Description of problem: TCP connections stall after several megabytes. I monitored the traffic via ethereal on the outgoing interface and saw that tometimes TCP packets were sent that were larger than the interface MTU. (E.g 2800 byte ethernet frame being sent out of interface with MTU of 1500.) Version-Release number of selected component (if applicable): 2.6.17-1.2141_FC4, but seems to be dependent of the version at each end of the TCP connection, and is depends on which end opened the TCP connection (but not which way the data is flowing.) (Also observed with 2.6.17-1.2145_FC5.) How reproducible: Always Steps to Reproduce: 1. Create a large file, e.g. bigfile 2. scp bigfile othermachine:/dev/null 3. Watch it transfer a few megabytes and then enter a mode in which packets above MTU are sent but not acknowledged.

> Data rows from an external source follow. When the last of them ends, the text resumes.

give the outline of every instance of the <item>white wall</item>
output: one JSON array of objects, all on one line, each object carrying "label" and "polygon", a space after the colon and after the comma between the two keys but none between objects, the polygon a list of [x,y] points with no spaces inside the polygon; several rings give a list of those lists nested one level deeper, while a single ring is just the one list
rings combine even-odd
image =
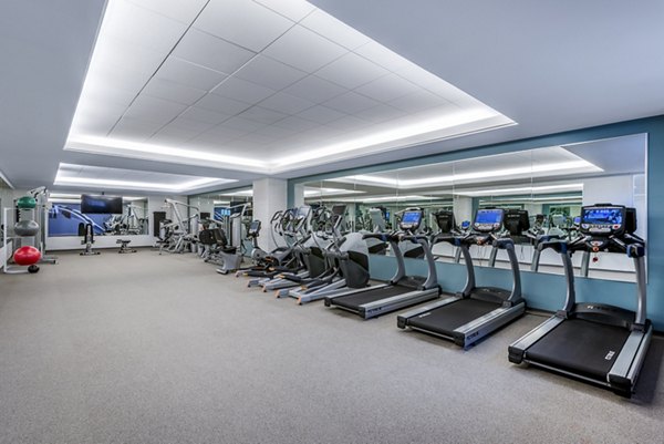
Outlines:
[{"label": "white wall", "polygon": [[288,204],[287,180],[263,178],[253,180],[253,218],[261,221],[258,245],[266,251],[277,246],[270,236],[270,219],[278,210],[286,209]]}]

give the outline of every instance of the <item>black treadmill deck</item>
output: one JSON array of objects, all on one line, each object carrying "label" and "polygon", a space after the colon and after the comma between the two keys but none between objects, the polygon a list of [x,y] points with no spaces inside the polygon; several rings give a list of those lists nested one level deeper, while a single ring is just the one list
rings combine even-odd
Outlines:
[{"label": "black treadmill deck", "polygon": [[605,382],[629,335],[625,328],[567,319],[532,344],[526,359]]},{"label": "black treadmill deck", "polygon": [[369,289],[356,295],[341,296],[333,299],[333,303],[339,307],[344,307],[354,311],[360,310],[360,306],[375,302],[381,299],[392,298],[393,296],[405,295],[415,291],[414,288],[402,286],[388,286]]},{"label": "black treadmill deck", "polygon": [[459,299],[456,302],[437,307],[408,319],[408,326],[452,338],[454,330],[457,328],[500,307],[501,304],[496,302],[487,302],[478,299]]}]

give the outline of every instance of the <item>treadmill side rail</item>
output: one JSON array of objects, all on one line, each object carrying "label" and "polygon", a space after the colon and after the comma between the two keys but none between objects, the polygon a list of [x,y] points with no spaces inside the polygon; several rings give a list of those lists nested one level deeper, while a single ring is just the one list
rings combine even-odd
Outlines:
[{"label": "treadmill side rail", "polygon": [[411,307],[419,302],[426,302],[439,297],[439,289],[415,290],[407,293],[393,296],[391,298],[378,299],[373,302],[364,303],[359,307],[357,314],[364,319],[375,318],[405,307]]},{"label": "treadmill side rail", "polygon": [[652,335],[652,326],[649,326],[645,332],[632,331],[630,333],[630,337],[625,341],[625,344],[606,375],[606,382],[609,382],[609,385],[615,393],[626,397],[632,395]]},{"label": "treadmill side rail", "polygon": [[564,319],[553,316],[512,342],[508,348],[509,362],[520,364],[523,361],[523,357],[528,348],[542,339],[562,321],[564,321]]},{"label": "treadmill side rail", "polygon": [[449,298],[445,298],[443,300],[438,300],[433,303],[427,303],[426,306],[418,307],[413,310],[406,311],[405,313],[402,313],[396,318],[396,327],[398,327],[400,329],[405,329],[408,326],[408,320],[411,318],[415,318],[422,313],[426,313],[427,311],[434,310],[438,307],[454,303],[460,299],[463,299],[463,298],[459,296],[450,296]]},{"label": "treadmill side rail", "polygon": [[511,322],[526,312],[526,303],[501,307],[454,330],[454,342],[467,349],[487,334]]}]

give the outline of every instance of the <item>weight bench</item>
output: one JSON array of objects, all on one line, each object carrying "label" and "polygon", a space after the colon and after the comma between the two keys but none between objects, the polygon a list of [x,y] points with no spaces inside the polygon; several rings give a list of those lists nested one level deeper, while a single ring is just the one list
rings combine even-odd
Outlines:
[{"label": "weight bench", "polygon": [[131,240],[125,240],[125,239],[117,239],[115,241],[115,244],[120,244],[120,250],[117,252],[136,252],[137,250],[127,247],[127,245],[129,245]]}]

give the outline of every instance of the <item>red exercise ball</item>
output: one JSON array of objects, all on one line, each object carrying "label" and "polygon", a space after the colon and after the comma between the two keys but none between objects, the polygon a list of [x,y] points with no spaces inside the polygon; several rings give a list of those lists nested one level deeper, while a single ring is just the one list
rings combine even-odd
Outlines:
[{"label": "red exercise ball", "polygon": [[25,246],[14,251],[17,265],[33,265],[41,259],[41,252],[34,247]]}]

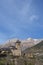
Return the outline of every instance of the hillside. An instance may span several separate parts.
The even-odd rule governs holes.
[[[43,52],[43,41],[39,42],[38,44],[32,46],[32,47],[28,47],[27,49],[25,49],[23,51],[23,53],[28,53],[28,52],[38,52],[38,51],[42,51]]]

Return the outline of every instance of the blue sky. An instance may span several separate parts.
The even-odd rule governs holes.
[[[43,38],[43,0],[0,0],[0,43]]]

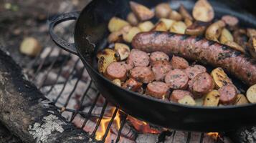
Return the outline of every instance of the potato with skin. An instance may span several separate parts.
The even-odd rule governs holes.
[[[194,101],[194,99],[191,96],[188,96],[188,95],[186,95],[181,99],[178,100],[178,103],[184,105],[191,105],[191,106],[196,105],[196,102]]]
[[[175,21],[182,20],[182,16],[176,11],[172,11],[170,13],[169,18]]]
[[[108,66],[113,62],[117,61],[115,51],[110,49],[105,49],[97,54],[98,68],[100,73],[105,73]]]
[[[130,1],[130,6],[133,14],[140,21],[146,21],[152,19],[155,14],[145,6],[134,1]]]
[[[172,9],[168,3],[162,3],[156,6],[155,14],[157,18],[167,18]]]
[[[232,84],[232,80],[227,77],[224,70],[220,68],[216,68],[211,72],[211,76],[214,82],[215,87],[219,89],[228,84]]]
[[[207,0],[198,0],[193,9],[195,19],[204,22],[211,21],[214,18],[214,11]]]
[[[207,29],[205,37],[209,40],[218,41],[218,39],[225,25],[225,23],[221,20],[211,24]]]
[[[129,46],[123,43],[115,43],[115,50],[118,53],[121,61],[127,59],[131,51]]]
[[[110,32],[118,31],[129,23],[118,17],[113,17],[108,23],[108,30]]]
[[[217,107],[219,97],[220,94],[217,90],[212,90],[205,96],[203,105],[204,107]]]
[[[256,84],[248,89],[246,92],[246,97],[250,103],[256,103]]]
[[[133,37],[140,32],[141,30],[138,27],[132,27],[128,32],[123,34],[123,40],[128,43],[131,43]]]
[[[166,24],[163,21],[159,21],[156,24],[156,26],[152,29],[152,31],[167,31],[168,29]]]
[[[247,99],[246,99],[245,96],[242,94],[237,94],[237,99],[235,102],[235,105],[243,105],[243,104],[249,104],[249,102]]]
[[[161,19],[159,21],[163,22],[168,30],[170,29],[172,24],[175,22],[175,21],[169,19]]]
[[[138,20],[133,12],[128,14],[126,20],[133,26],[136,26],[138,24]]]
[[[225,44],[227,41],[233,41],[234,38],[230,31],[227,29],[223,29],[219,39],[220,43]]]
[[[170,29],[171,32],[184,34],[186,29],[186,24],[182,21],[174,22]]]

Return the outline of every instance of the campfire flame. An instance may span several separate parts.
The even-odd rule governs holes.
[[[218,138],[219,138],[218,132],[209,132],[209,133],[207,133],[207,135],[215,140],[218,139]]]

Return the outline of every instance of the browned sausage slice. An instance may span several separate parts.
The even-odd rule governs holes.
[[[212,77],[207,72],[199,74],[195,78],[189,81],[189,90],[195,98],[201,97],[214,89],[214,82]]]
[[[127,64],[134,66],[147,66],[149,64],[149,56],[145,51],[132,49],[127,59]]]
[[[128,90],[137,92],[139,89],[141,89],[141,86],[142,86],[141,82],[139,82],[135,80],[134,79],[131,78],[128,80],[127,80],[125,83],[123,84],[122,87]]]
[[[150,61],[153,63],[156,61],[169,61],[169,56],[163,51],[155,51],[150,55]]]
[[[186,89],[189,77],[181,69],[172,69],[166,76],[165,82],[171,89]]]
[[[194,79],[197,74],[206,72],[207,69],[201,65],[194,65],[193,66],[189,66],[185,69],[186,75],[189,76],[189,79]]]
[[[119,79],[121,81],[125,81],[126,79],[126,67],[123,63],[113,62],[107,67],[105,75],[110,80]]]
[[[144,84],[148,84],[155,79],[155,75],[149,67],[135,67],[131,72],[131,77]]]
[[[237,99],[237,92],[232,84],[227,84],[219,89],[219,102],[224,104],[234,104]]]
[[[152,71],[155,74],[156,80],[163,80],[166,74],[171,69],[171,66],[168,61],[156,61],[153,63]]]
[[[174,69],[185,69],[189,66],[189,62],[184,58],[174,56],[171,60],[171,65]]]
[[[161,82],[149,83],[146,90],[146,94],[158,99],[165,99],[169,94],[168,85]]]
[[[171,101],[173,102],[178,103],[178,101],[179,99],[181,99],[183,97],[184,97],[186,95],[193,97],[193,94],[188,91],[174,90],[171,94],[169,99],[170,99],[170,101]]]

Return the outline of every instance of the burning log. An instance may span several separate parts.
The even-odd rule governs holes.
[[[87,134],[68,123],[56,107],[0,50],[0,122],[24,142],[87,142]]]

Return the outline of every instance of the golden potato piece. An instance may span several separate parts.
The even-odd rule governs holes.
[[[198,0],[193,9],[195,19],[204,22],[211,21],[214,18],[214,11],[207,0]]]
[[[191,96],[188,96],[188,95],[186,95],[181,99],[178,100],[178,103],[181,104],[191,105],[191,106],[196,105],[196,102],[194,101],[194,99]]]
[[[204,107],[217,107],[219,96],[219,93],[217,90],[212,90],[205,96],[203,105]]]
[[[256,84],[248,89],[246,92],[246,97],[250,103],[256,103]]]
[[[214,79],[215,87],[219,89],[220,87],[225,86],[228,84],[232,84],[231,79],[227,77],[224,70],[220,68],[216,68],[211,72],[211,76]]]
[[[182,16],[176,11],[172,11],[170,13],[169,18],[175,21],[182,20]]]
[[[128,14],[126,20],[133,26],[136,26],[138,24],[138,20],[133,12]]]
[[[186,29],[186,24],[182,21],[174,22],[170,29],[170,31],[184,34]]]
[[[230,31],[227,29],[223,29],[220,36],[220,43],[225,44],[227,41],[233,41],[234,38]]]
[[[140,32],[141,30],[138,27],[132,27],[128,32],[123,34],[123,40],[126,42],[131,43],[133,41],[133,37]]]
[[[235,105],[243,105],[249,104],[247,99],[246,99],[245,96],[242,94],[237,94],[237,99],[235,103]]]
[[[167,29],[170,29],[170,28],[171,27],[172,24],[175,22],[175,21],[171,20],[171,19],[161,19],[160,21],[162,21],[164,23],[164,24],[166,24],[166,26],[167,28]]]
[[[115,54],[115,51],[110,49],[105,49],[98,53],[98,69],[100,72],[105,73],[108,65],[117,61]]]
[[[118,17],[113,17],[108,23],[108,30],[110,32],[117,31],[129,23]]]
[[[115,43],[115,50],[118,53],[121,61],[128,58],[131,51],[129,46],[122,43]]]
[[[156,6],[155,13],[157,18],[167,18],[171,12],[171,9],[168,3],[162,3]]]
[[[141,29],[141,31],[151,31],[155,26],[150,21],[146,21],[145,22],[141,23],[138,24],[138,27]]]
[[[226,43],[224,43],[224,44],[227,45],[237,51],[241,51],[243,54],[245,53],[245,49],[234,41],[226,41]]]
[[[209,40],[218,41],[218,39],[225,25],[225,23],[222,20],[214,22],[207,29],[205,37]]]
[[[167,27],[163,21],[159,21],[156,24],[156,26],[152,29],[151,31],[167,31]]]
[[[136,2],[130,1],[130,6],[140,21],[149,20],[155,16],[155,14],[151,9]]]
[[[121,81],[119,79],[115,79],[112,82],[118,87],[121,87]]]

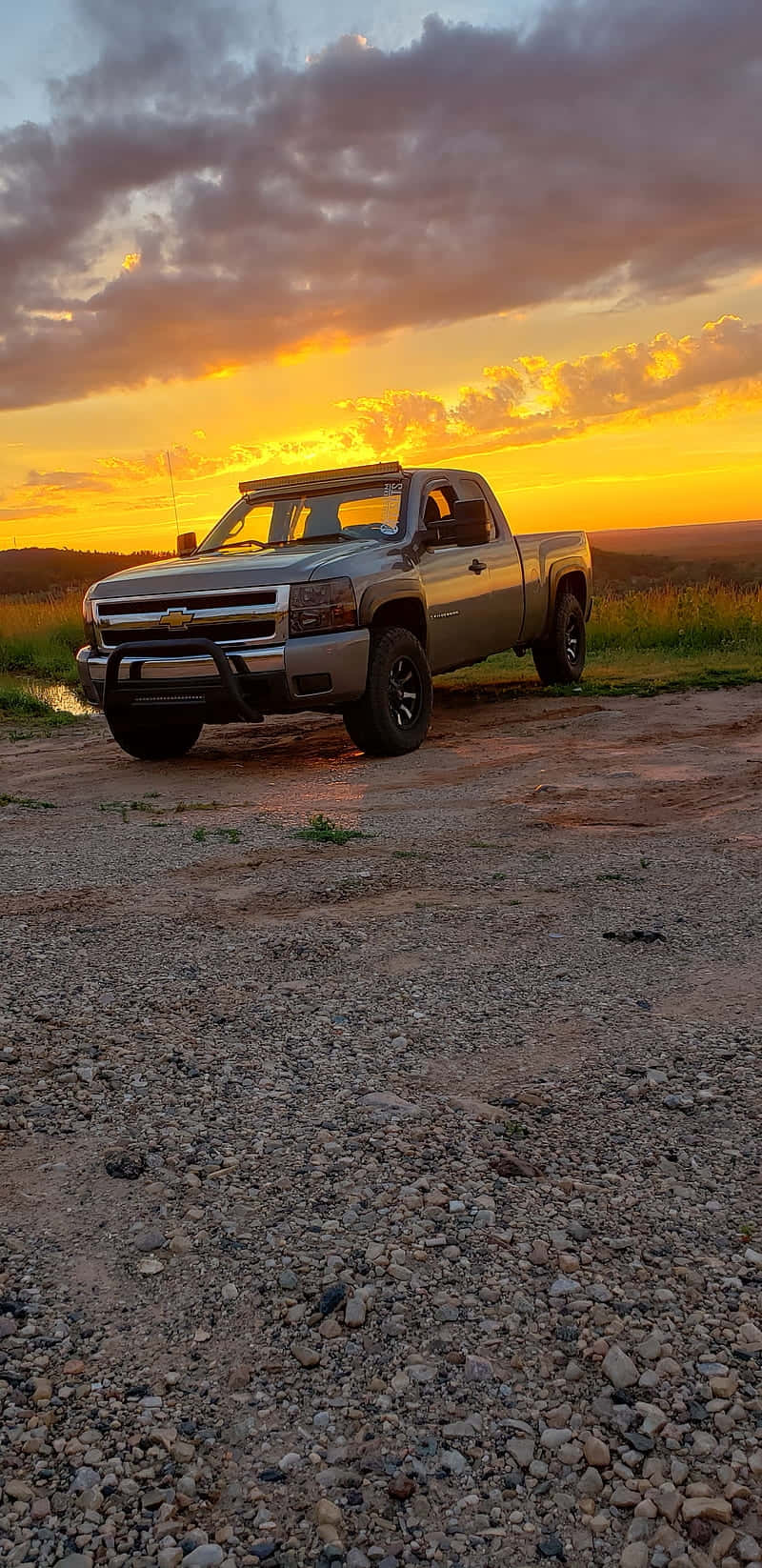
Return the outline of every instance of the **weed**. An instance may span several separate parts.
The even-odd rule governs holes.
[[[52,800],[33,800],[31,795],[0,795],[0,806],[24,806],[25,811],[55,811]]]
[[[340,828],[337,822],[331,822],[331,817],[323,817],[323,812],[317,812],[309,817],[306,828],[296,828],[296,839],[307,839],[309,844],[348,844],[350,839],[367,839],[367,833],[361,833],[359,828]]]
[[[24,720],[39,724],[30,731],[11,731],[11,740],[36,740],[38,735],[61,729],[63,724],[74,724],[74,713],[60,713],[50,702],[34,696],[33,691],[22,691],[19,687],[0,682],[0,721],[3,718]]]
[[[210,837],[224,839],[226,844],[241,842],[240,828],[194,828],[193,837],[196,844],[205,844]]]

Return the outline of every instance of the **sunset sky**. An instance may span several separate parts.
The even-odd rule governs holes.
[[[762,516],[762,0],[25,0],[0,547],[478,467],[517,532]]]

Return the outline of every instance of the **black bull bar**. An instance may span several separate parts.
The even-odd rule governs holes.
[[[151,659],[160,655],[161,659],[180,657],[185,659],[190,654],[205,654],[207,659],[213,659],[216,671],[223,687],[230,698],[232,706],[240,713],[241,718],[249,724],[260,724],[262,713],[257,709],[249,707],[246,698],[243,696],[241,685],[235,670],[218,643],[212,643],[209,637],[179,637],[171,641],[154,641],[154,643],[121,643],[108,655],[105,677],[103,677],[103,713],[108,718],[108,710],[111,712],[121,706],[119,702],[119,665],[125,659]],[[179,693],[179,701],[182,701]]]

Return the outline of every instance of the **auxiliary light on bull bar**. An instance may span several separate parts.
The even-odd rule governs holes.
[[[354,469],[320,469],[314,474],[281,474],[276,480],[241,480],[238,489],[241,495],[256,491],[301,489],[306,485],[331,485],[337,480],[376,480],[386,474],[401,474],[401,463],[364,463]]]

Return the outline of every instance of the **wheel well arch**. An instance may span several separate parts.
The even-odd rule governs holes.
[[[386,626],[405,626],[423,648],[426,646],[426,612],[422,601],[412,594],[405,594],[401,599],[386,599],[373,610],[370,630],[378,632]]]
[[[574,597],[579,599],[582,608],[586,610],[588,608],[588,580],[585,577],[585,572],[580,572],[580,571],[563,572],[561,577],[558,577],[558,582],[555,585],[553,602],[563,593],[572,593]]]

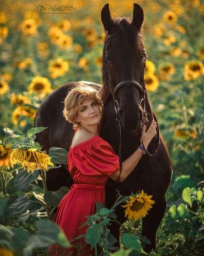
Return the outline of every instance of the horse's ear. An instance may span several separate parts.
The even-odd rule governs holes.
[[[113,22],[111,16],[108,3],[106,3],[103,6],[101,11],[101,17],[105,30],[111,31],[113,26]]]
[[[137,3],[134,4],[132,24],[140,30],[144,20],[144,13],[142,8]]]

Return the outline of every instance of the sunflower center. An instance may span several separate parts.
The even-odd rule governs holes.
[[[145,203],[142,203],[137,200],[135,200],[132,206],[130,206],[130,209],[133,211],[139,211],[142,208],[144,205]]]
[[[65,41],[64,41],[64,42],[65,42]],[[62,66],[61,64],[59,64],[59,63],[56,63],[56,64],[55,64],[55,67],[58,67],[58,68],[59,68],[60,67],[61,67],[61,66]]]
[[[166,72],[168,72],[169,70],[170,69],[170,67],[164,67],[162,68],[162,70],[163,70],[164,71],[165,71]]]
[[[35,84],[35,90],[40,90],[44,88],[43,85],[41,83],[38,83]]]
[[[21,105],[23,104],[23,100],[22,99],[17,99],[16,100],[17,104]]]
[[[36,160],[35,159],[34,157],[34,152],[32,152],[31,157],[30,159],[28,160],[28,162],[30,162],[31,163],[36,163]],[[26,152],[26,157],[28,157],[30,155],[30,152],[27,151]]]
[[[149,84],[149,83],[152,83],[153,81],[152,79],[151,79],[151,78],[148,78],[148,79],[147,79],[146,80],[145,80],[145,81],[146,82],[146,83],[147,83]]]
[[[197,64],[193,64],[190,65],[190,68],[191,69],[191,70],[193,70],[193,71],[196,71],[197,70],[200,70],[201,67],[199,65],[198,65]]]

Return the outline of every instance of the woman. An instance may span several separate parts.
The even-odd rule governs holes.
[[[99,93],[104,95],[102,90]],[[66,120],[73,123],[75,131],[68,159],[74,184],[60,202],[54,221],[64,230],[73,245],[77,243],[78,246],[83,246],[67,250],[66,255],[78,255],[79,252],[80,255],[91,255],[90,246],[83,238],[75,241],[74,238],[86,234],[87,226],[78,228],[86,221],[85,216],[95,213],[96,203],[105,203],[105,186],[108,178],[117,180],[119,175],[118,157],[110,145],[99,136],[102,107],[97,91],[83,86],[73,89],[65,100],[64,115]],[[156,122],[152,120],[145,132],[144,125],[142,136],[145,148],[156,134]],[[119,182],[123,182],[133,170],[143,150],[139,146],[123,162]],[[62,255],[61,248],[59,246],[58,248],[59,254],[56,252],[55,246],[51,246],[50,251],[55,252],[52,255]]]

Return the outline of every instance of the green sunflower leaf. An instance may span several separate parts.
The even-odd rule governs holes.
[[[40,133],[46,128],[47,127],[34,127],[31,128],[27,131],[28,136],[29,138],[31,138],[33,135],[34,135],[37,133]]]
[[[143,250],[139,240],[133,234],[124,234],[122,237],[121,243],[126,248],[133,248],[139,253],[147,254]]]
[[[26,186],[37,179],[39,175],[39,172],[36,170],[31,173],[25,172],[24,170],[19,171],[14,182],[15,192],[23,191]]]
[[[188,214],[186,205],[181,204],[177,208],[177,211],[179,216],[182,218],[185,218]]]
[[[51,206],[57,208],[61,200],[69,191],[69,188],[65,186],[61,187],[57,191],[47,191],[44,195],[44,200]]]
[[[67,151],[65,148],[53,147],[49,149],[49,155],[53,163],[67,164]]]
[[[111,212],[114,211],[114,210],[108,209],[108,208],[102,208],[99,211],[99,214],[101,215],[108,215]]]
[[[87,229],[86,240],[91,246],[91,249],[96,246],[100,236],[103,234],[103,230],[101,227],[98,227],[96,224],[94,224],[92,227],[90,227]]]
[[[183,201],[189,204],[191,207],[192,207],[192,200],[191,198],[191,190],[189,187],[187,187],[183,189],[182,192],[182,198]]]
[[[123,248],[121,248],[114,253],[111,253],[110,256],[128,256],[132,250],[132,249],[125,250]]]
[[[176,206],[175,205],[173,205],[170,207],[168,212],[173,219],[176,220],[177,218]]]

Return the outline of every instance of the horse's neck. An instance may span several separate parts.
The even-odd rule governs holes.
[[[148,120],[152,120],[153,118],[153,115],[152,113],[152,109],[151,108],[151,103],[149,100],[149,97],[148,96],[148,93],[146,91],[145,94],[145,111],[148,114]]]

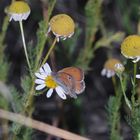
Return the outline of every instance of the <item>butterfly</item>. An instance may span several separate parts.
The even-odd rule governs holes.
[[[66,94],[72,98],[85,90],[84,72],[77,67],[67,67],[58,72],[52,72],[52,77]]]

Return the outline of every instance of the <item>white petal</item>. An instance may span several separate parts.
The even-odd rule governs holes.
[[[50,31],[51,31],[51,27],[49,26],[49,29],[48,29],[48,31],[47,31],[47,34],[48,34]]]
[[[105,75],[106,75],[106,69],[103,69],[103,70],[101,71],[101,75],[102,75],[102,76],[105,76]]]
[[[48,90],[48,92],[46,94],[46,97],[50,98],[52,96],[52,93],[53,93],[53,89],[51,88],[51,89]]]
[[[64,100],[67,98],[66,95],[64,94],[64,90],[60,86],[56,87],[55,90],[57,94],[60,96],[60,98]]]
[[[39,69],[39,71],[40,71],[40,73],[44,73],[44,70],[42,67]]]
[[[36,89],[36,90],[41,90],[41,89],[43,89],[45,86],[46,86],[45,84],[41,84],[41,85],[36,86],[35,89]]]
[[[44,68],[46,74],[50,74],[52,72],[52,70],[51,70],[51,68],[50,68],[48,63],[45,63],[43,68]]]
[[[45,84],[45,81],[44,80],[41,80],[41,79],[36,79],[35,80],[35,83],[36,84]]]
[[[114,71],[107,70],[107,74],[106,74],[107,78],[111,78],[114,75],[115,75],[115,72]]]
[[[40,78],[40,79],[45,79],[45,78],[46,78],[43,74],[40,74],[40,73],[38,73],[38,72],[35,73],[35,76],[36,76],[37,78]]]
[[[136,78],[140,79],[140,74],[137,74],[137,75],[136,75]]]
[[[59,37],[56,37],[56,39],[57,39],[57,42],[59,42]]]

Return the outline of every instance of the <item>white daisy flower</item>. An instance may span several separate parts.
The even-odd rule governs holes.
[[[45,63],[42,67],[40,67],[39,72],[35,73],[35,76],[37,77],[37,79],[35,79],[35,83],[37,84],[35,89],[42,90],[47,87],[49,88],[46,94],[47,98],[50,98],[53,91],[55,90],[59,97],[65,100],[66,93],[64,89],[57,84],[51,74],[52,70],[48,63]]]

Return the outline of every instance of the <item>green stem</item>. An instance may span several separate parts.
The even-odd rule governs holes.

Retransmission occur, but they are usually futile. Connection locks up. Actual results: TCP connection stalls. Expected results: TCP connection should be transferring (on my net this means typically about 500kbyte/second to 2mbyte/second transfers.) Additional info: I watched the connections via ethereal (I'll try to get some traces and attach 'em to this tomorrow.) Even though interface MTU was set at 1500, packets of over 2800 bytes were being sent (which, if they got onto the wire at all were subsequently lost as they tried to traverse a switch that was not capable of handling jumbograms.) TCP MTU probing was off (net.ipv4.tcp_mtu_probing = 0) Network was typical 10 and 100mbit full-duplex ethernet with consumer-grade switches (i.e. most can't do packets above about 1500 bytes) and Cisco 2621 routers. Problem also occurred when running across the internet. I reverted back to either 2.6.16-1.2115_FC4 or 2.6.16-1.2111_FC4smp and the problem went away. Sorry for being so vague. The problem only shows up on large transfers (several tens of megabytes at least), through a sequence of routers and switches, and only when at least one of the ends is a release later than 2.6.16-1.2111 or 2.6.16-1.2115. Some of the machines that exhibited the problem were running FC5 -2.6.17-1.2145_FC5 This showed up with scp and cvs updates. It smells like a TCP stack issue rather than an application issue. Courtesy of a blown circuit breaker, there was a full power cycle of all of the equipment involved - and the problem remained. The work around for me was to revert to older kernels.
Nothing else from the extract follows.